Katie paused, her spoon hovering just above the bowl. She furrowed her brow and put the spoon back down. "Why did you chose our side?" she asked.
"Our side?" he chuckled. "Are you Dumbledore's Army now?"
"I was a part of it."
"Ah," he nodded. "Well, Madam Bell, it may be hard for you to believe, but I do not have much of a stomach for torture and death." She raised an eyebrow at him. "My techniques on the Quidditch field are purely to win the game and on occasion piss off Wood." Katie couldn't help but giggle at the last comment.
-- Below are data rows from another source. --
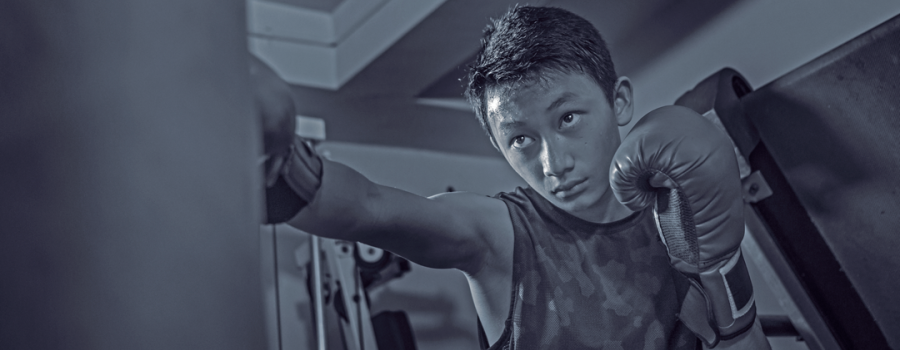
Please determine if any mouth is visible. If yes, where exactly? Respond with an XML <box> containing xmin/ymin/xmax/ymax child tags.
<box><xmin>550</xmin><ymin>178</ymin><xmax>587</xmax><ymax>198</ymax></box>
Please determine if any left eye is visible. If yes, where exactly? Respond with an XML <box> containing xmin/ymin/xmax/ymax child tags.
<box><xmin>559</xmin><ymin>113</ymin><xmax>577</xmax><ymax>126</ymax></box>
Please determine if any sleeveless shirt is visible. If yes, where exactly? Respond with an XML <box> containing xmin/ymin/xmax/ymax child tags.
<box><xmin>479</xmin><ymin>187</ymin><xmax>699</xmax><ymax>350</ymax></box>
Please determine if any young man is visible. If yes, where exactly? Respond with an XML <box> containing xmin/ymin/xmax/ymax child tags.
<box><xmin>265</xmin><ymin>7</ymin><xmax>768</xmax><ymax>349</ymax></box>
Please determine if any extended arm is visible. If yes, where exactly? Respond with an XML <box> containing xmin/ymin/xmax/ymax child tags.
<box><xmin>288</xmin><ymin>160</ymin><xmax>512</xmax><ymax>273</ymax></box>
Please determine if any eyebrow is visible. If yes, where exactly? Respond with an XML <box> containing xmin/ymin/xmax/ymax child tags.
<box><xmin>500</xmin><ymin>121</ymin><xmax>525</xmax><ymax>134</ymax></box>
<box><xmin>547</xmin><ymin>92</ymin><xmax>575</xmax><ymax>111</ymax></box>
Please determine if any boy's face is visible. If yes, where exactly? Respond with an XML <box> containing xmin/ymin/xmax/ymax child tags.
<box><xmin>486</xmin><ymin>72</ymin><xmax>632</xmax><ymax>222</ymax></box>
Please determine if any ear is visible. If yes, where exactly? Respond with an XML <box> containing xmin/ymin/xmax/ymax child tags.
<box><xmin>612</xmin><ymin>76</ymin><xmax>634</xmax><ymax>126</ymax></box>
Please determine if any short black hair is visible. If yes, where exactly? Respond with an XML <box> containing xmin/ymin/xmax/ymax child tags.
<box><xmin>465</xmin><ymin>6</ymin><xmax>618</xmax><ymax>139</ymax></box>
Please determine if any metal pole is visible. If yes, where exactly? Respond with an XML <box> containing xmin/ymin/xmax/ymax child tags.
<box><xmin>310</xmin><ymin>235</ymin><xmax>327</xmax><ymax>350</ymax></box>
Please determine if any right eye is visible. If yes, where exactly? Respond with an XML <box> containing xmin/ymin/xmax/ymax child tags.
<box><xmin>509</xmin><ymin>135</ymin><xmax>532</xmax><ymax>149</ymax></box>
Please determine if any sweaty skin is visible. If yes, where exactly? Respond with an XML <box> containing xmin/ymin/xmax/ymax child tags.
<box><xmin>487</xmin><ymin>73</ymin><xmax>633</xmax><ymax>223</ymax></box>
<box><xmin>288</xmin><ymin>69</ymin><xmax>765</xmax><ymax>346</ymax></box>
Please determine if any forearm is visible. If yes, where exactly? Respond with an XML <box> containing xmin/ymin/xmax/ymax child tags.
<box><xmin>287</xmin><ymin>159</ymin><xmax>378</xmax><ymax>241</ymax></box>
<box><xmin>703</xmin><ymin>318</ymin><xmax>771</xmax><ymax>350</ymax></box>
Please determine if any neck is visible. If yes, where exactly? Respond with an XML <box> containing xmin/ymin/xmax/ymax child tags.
<box><xmin>571</xmin><ymin>191</ymin><xmax>634</xmax><ymax>224</ymax></box>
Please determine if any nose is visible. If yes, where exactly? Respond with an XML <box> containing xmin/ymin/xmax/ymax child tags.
<box><xmin>541</xmin><ymin>140</ymin><xmax>575</xmax><ymax>177</ymax></box>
Even after all this time, the feud between Gryffindor and Slytherin on the pitch was present. "You are pretty when you laugh," he stated, surprising her. "Then again, you always were attractive."
She opened her mouth to snap back at him, but the intensity of his gaze suddenly made her fall silent. It had been a couple of years since she had been on a date. There hadn't been a lot of positive celebration lately. The attacks were keeping the hospital full and busy. If Katie wasn't working as a healer, she was on the community pitch in the park across from her flat, or sleeping. There was rarely any room for anything else in her hectic schedule. She assumed at some point she would get over the opal necklace, the deaths of so many of her classmates and friends during the war, and the horrors of what she saw on a daily basis. She assumed there would be a time when she felt comfortable enough to pursue a relationship, but she had never expected to receive compliments from Marcus Flint.
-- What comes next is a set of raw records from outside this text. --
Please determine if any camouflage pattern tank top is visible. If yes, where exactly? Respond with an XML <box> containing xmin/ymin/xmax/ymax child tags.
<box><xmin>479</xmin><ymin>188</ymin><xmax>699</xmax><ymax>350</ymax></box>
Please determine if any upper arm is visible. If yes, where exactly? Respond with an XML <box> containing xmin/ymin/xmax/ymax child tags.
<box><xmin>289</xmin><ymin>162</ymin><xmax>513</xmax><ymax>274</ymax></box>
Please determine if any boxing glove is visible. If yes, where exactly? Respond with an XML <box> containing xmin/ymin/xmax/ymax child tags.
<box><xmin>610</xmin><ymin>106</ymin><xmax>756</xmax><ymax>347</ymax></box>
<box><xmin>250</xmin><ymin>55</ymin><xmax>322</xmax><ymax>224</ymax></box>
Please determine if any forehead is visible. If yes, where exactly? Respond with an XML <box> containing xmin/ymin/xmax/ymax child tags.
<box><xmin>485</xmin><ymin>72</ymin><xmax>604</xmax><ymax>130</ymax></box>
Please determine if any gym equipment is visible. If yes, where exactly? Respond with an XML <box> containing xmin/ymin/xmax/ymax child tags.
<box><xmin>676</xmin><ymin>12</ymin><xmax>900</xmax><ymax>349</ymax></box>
"Um, I'll take the dishes back," she said quickly, trying to hide her unease. She knocked over her bowl, as she scrambled to get them all on the tray.
"Katie." He was at her side in a second, his hand on her arm. His touch was surprisingly warm, gentle. She looked up into his eyes, searching his face. It wasn't the boy who had called her names in class, or shoved her off her broom to avoid her team scoring another ten points. This man in front of her was changed. The scar was there, still fading from her handiwork, but underneath it, behind his emerald orbs she could see the difference.
His lips descended on hers. She hadn't realized what happened until she was kissing him back. The soup bowl lay forgotten on the floor. Katie forgot how tired she was, how sad, how broken. She let the intensity of the kiss build, wrapping her arms around him, forcing herself closer. Marcus bit her bottom lip, exploring her mouth. His hands pressed on her back, keeping her form locked against his. Minutes ticked by unnoticed. A pleasurable heat began to build within her. Marcus deepened the kiss, as Katie's fingers began to work their way through his dark hair.
"Madam Bell," a nurse's voice called from down the hall. Katie jumped out of his hold, rushing to her office door. "There you are," the nurse greeted her. "We have another one in Room 112."
"I'll be there in a second," Katie told her, shutting the door. She hurried over to her desk, yanking open a smaller drawer, hidden within the center one. "Here," she handed Marcus a set of keys. "You and the boys can stay at my flat. You'll be safe there."
She turned on her heel to leave, when Marcus grabbed her wrist. "This wasn't my plan, you know," he told her softly. His other hand reached out to tuck a lock of her golden hair back.
"I know," she sighed, leaning into his touch. "It's Plan B."
"True," he nodded, "but it looks like it may turn out better than Plan A."